First, as indicated earlier in reference to the RBA Chart (Attachment A) the relationship between movements in enterprise bargaining, AWOTE and award wages is not a simple one; it is certainly a more complicated one than the “space” argument would suggest.
Second, in effect the majority is calling for a wages policy (comparable to the Accord where aggregate movements were agreed to by key parties), but in this case aggregate movement targets are being set by an outside institution with responsibility for monetary policy.
This attempt to have the trade union movement police bargaining outcomes or face the prospect of low-paid (most often non-union members) missing out on other than extremely modest adjustments is an outrage.
The Coalition Government has eschewed an Accord type wages policy, has deliberately embarked on a predominantly deregulated/market based wages system in the conviction that it would lead to greater market productivity. It has set out to deliberately reduce unions role in the system, but has, at the same time, obliged the Commission to maintain a genuine, fair safety net in the new Act.
On the basis of the majority judgement, the question must be asked whether the Commission had contracted out its task in relation to the safety net to the Reserve Bank?
The majority has, through this concept of space, placed the union movement in an invidious position. In effect they require the union movement to commit to aggregate outcomes (set unilaterally by the RBA) without any guarantee as to a level of safety net adjustment for low-paid or for social wage improvements.
In this regard, it should be noted that the ACTU tendered a report prepared by D. Johnson and O. Hellwig entitled “Evaluation of the Distributional Impact of the 1996-97 Budget on Australian Households”.
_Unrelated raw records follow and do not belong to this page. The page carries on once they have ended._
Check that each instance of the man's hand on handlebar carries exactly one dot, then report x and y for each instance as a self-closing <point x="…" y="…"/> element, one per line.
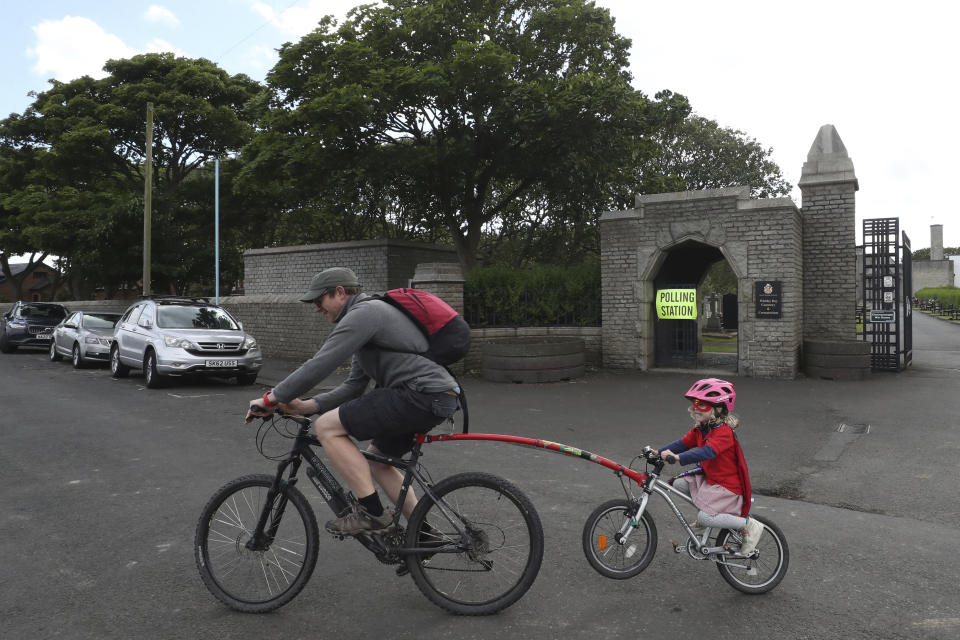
<point x="258" y="410"/>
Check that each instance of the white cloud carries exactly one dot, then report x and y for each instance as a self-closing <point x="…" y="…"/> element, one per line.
<point x="295" y="22"/>
<point x="73" y="47"/>
<point x="157" y="13"/>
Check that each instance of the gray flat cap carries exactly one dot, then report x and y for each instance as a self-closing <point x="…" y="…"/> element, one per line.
<point x="328" y="279"/>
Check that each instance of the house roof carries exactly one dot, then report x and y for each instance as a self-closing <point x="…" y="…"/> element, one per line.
<point x="16" y="268"/>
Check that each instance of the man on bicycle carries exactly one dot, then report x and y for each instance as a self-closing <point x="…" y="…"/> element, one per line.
<point x="412" y="394"/>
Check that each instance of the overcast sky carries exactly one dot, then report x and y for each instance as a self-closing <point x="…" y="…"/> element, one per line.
<point x="882" y="72"/>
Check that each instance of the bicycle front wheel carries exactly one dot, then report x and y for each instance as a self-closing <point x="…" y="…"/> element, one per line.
<point x="601" y="532"/>
<point x="494" y="563"/>
<point x="256" y="580"/>
<point x="764" y="570"/>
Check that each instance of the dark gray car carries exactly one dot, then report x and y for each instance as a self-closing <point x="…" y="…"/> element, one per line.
<point x="85" y="336"/>
<point x="30" y="324"/>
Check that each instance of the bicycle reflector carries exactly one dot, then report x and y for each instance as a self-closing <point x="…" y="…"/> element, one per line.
<point x="602" y="542"/>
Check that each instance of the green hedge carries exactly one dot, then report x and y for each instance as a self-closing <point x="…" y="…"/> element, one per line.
<point x="946" y="295"/>
<point x="538" y="296"/>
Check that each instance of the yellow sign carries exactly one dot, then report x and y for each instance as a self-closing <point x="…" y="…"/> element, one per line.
<point x="677" y="304"/>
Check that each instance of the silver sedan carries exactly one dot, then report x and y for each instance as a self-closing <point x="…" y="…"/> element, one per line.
<point x="84" y="336"/>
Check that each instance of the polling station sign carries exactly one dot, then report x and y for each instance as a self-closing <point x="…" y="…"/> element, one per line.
<point x="676" y="304"/>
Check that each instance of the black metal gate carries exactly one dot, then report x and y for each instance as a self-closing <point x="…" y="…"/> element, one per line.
<point x="886" y="290"/>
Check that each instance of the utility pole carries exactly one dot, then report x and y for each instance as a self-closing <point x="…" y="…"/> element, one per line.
<point x="147" y="201"/>
<point x="216" y="229"/>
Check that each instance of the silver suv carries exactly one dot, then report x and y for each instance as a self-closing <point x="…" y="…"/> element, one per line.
<point x="174" y="336"/>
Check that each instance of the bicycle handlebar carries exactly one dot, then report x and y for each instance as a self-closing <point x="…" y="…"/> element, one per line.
<point x="654" y="456"/>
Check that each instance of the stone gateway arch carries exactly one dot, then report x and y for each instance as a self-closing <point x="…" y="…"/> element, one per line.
<point x="796" y="268"/>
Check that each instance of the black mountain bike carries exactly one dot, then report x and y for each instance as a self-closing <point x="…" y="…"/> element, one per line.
<point x="473" y="545"/>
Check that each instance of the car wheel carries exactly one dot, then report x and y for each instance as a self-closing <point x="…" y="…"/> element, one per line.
<point x="117" y="368"/>
<point x="77" y="357"/>
<point x="152" y="377"/>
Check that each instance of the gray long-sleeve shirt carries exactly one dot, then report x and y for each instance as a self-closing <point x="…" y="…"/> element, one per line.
<point x="383" y="344"/>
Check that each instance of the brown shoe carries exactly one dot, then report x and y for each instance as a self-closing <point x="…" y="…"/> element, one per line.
<point x="360" y="521"/>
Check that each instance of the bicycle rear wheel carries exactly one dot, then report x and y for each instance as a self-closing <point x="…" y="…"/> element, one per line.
<point x="605" y="554"/>
<point x="498" y="562"/>
<point x="762" y="572"/>
<point x="262" y="580"/>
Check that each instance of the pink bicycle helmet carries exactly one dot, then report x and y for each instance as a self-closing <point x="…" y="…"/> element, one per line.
<point x="713" y="390"/>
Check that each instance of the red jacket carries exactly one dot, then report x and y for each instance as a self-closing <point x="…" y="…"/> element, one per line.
<point x="728" y="468"/>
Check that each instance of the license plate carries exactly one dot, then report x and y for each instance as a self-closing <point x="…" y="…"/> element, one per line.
<point x="221" y="363"/>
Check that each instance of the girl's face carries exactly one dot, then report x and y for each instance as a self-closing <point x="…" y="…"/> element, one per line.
<point x="701" y="411"/>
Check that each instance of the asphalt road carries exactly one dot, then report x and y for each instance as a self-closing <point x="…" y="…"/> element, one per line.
<point x="102" y="482"/>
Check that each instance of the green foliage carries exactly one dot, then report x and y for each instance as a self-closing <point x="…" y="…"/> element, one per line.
<point x="946" y="295"/>
<point x="704" y="155"/>
<point x="452" y="116"/>
<point x="77" y="159"/>
<point x="540" y="295"/>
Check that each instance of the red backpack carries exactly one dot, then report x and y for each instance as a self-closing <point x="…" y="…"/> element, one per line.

This report models the impact on Australian households of measures announced in the 1996-97 Federal Government budget. It provides estimates of the impact on the purchasing power of a range of different household types and income levels of changes to government benefits, taxation and the financing of community services which were announced in last year’s budget.
The report was referred to by the minority judgement but ignored by the majority (p.40-45 of the minority decision). In summary, it showed that in households with wage and salary earners, there would be a loss of, on average, $2.40 per week.
Third, there is no logical consistency as between the “space” concept and the one introduced by the majority in relation to indirect costs; that is, the “raising the floor” argument.
As noted earlier, the Commission concluded that any increase above $10 would “raise the floor”, underpinning enterprise bargaining. Setting aside our criticism of this concept that award adjustments bear on enterprise bargaining outcomes, this concept is at odds with the “space” view of how the labour market operates.
If the Commission believes that raising the safety net will raise bargaining outcomes proportionately, then how can ‘leaving space’ for a larger award increase not have the same effect in future periods?’. If larger SNAs lead to larger bargaining outcomes then the benefits of ‘leaving space’ will surely be negated in the future. The assumption is not logical nor has the Commission referred to any evidence on bargaining behaviour (which VP Ross referred to at p.77-78).
The President of the ACTU, Jennie George, commenting on the majority Living Wage decision, stated: “In its 93 year history, the Commission has made many important, historic and courageous decisions this is not one of them.”
What I have argued in this paper is that, not only did the majority’s decision lack courage, but that, both in its reasoning and supporting evidence, is simply not sustainable. In this respect the Commission failed to meet its statutory obligation to ensure fairness is secured within the award system.